The crimes are gruesome at times and a changing, more violent, Sweden is frequently addressed. I don't recognize it much from the country I left so long ago. What I've described here may sound a bit gloomy, with Wallander hitting middle age and not being satisfied with all levels of his life; cops working around the clock and living on coffee and pizzas; a Sweden full of problems, crimes and disappointments. But Mankell is a great writer with a talent for character and story development. His intelligence shines through each and every book, leaving you ultimately very satisfied after you finish reading them.
Some of these novels can be seen on Masterpiece Mystery every now and then with Kenneth Branagh in the role of Wallander. I don’t know where the shows were filmed, but everything seems authentic and Swedish, from uniforms to cop cars with their blue lights flashing.
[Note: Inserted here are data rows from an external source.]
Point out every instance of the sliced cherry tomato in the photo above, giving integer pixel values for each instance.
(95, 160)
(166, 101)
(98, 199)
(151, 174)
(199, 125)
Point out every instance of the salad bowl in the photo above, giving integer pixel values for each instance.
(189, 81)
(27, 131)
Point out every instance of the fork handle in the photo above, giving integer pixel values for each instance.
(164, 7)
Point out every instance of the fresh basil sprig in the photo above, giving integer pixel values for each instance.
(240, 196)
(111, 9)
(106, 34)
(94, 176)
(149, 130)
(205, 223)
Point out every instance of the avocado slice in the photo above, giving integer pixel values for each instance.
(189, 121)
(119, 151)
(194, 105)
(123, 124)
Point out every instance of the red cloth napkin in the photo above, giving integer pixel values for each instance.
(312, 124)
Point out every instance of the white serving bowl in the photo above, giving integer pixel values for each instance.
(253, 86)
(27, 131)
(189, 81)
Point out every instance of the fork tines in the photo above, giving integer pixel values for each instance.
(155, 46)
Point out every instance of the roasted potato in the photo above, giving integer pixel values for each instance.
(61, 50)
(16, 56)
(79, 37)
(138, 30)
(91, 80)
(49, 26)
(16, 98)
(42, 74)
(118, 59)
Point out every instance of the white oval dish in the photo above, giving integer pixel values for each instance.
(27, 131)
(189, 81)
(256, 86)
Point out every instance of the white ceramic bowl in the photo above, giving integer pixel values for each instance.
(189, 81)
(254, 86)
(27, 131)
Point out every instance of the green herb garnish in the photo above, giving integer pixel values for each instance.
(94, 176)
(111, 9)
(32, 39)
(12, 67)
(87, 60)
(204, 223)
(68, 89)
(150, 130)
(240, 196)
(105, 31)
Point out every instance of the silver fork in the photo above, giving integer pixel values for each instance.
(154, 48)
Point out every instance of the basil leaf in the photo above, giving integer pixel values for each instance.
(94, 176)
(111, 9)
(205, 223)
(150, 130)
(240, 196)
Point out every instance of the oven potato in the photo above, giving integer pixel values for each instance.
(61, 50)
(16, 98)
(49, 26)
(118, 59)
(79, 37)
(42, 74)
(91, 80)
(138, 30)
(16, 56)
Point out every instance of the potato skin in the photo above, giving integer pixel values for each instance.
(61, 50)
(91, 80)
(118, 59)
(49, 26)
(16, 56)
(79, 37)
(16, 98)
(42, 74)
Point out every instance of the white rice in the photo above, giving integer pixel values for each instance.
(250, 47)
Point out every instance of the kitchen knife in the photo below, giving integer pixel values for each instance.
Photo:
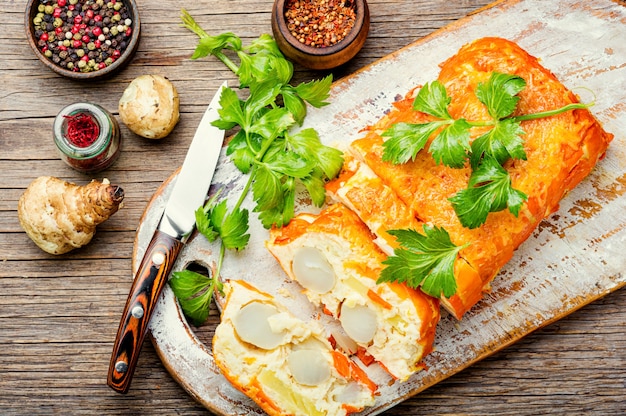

It's a good idea to read these books in order because they cover the lives of these detectives chronologically and often refer back to events that happened in an earlier book. The photos above show the books in the correct order, no matter what it says inside some covers. I'm missing the first book, Faceless Killers, and I don't remember it. My favorites are more toward the end of the list:

Faceless Killers
The Dogs of Riga
The White Lioness
The Man Who Smiled
Sidetracked
The Fifth Woman
One Step Behind
Firewall

In addtion to these, there is another book: The Pyramid, that Mankell wrote after he was so successful with this series. It describes Wallander's early years, when he first decided to become a policeman; the early years of his marriage; and his relationship with his dad, the man who made his living painting the same landscape paintings over and over, one with a grouse, the other without. Wallander's eccentric dad is also sometimes featured in the above books.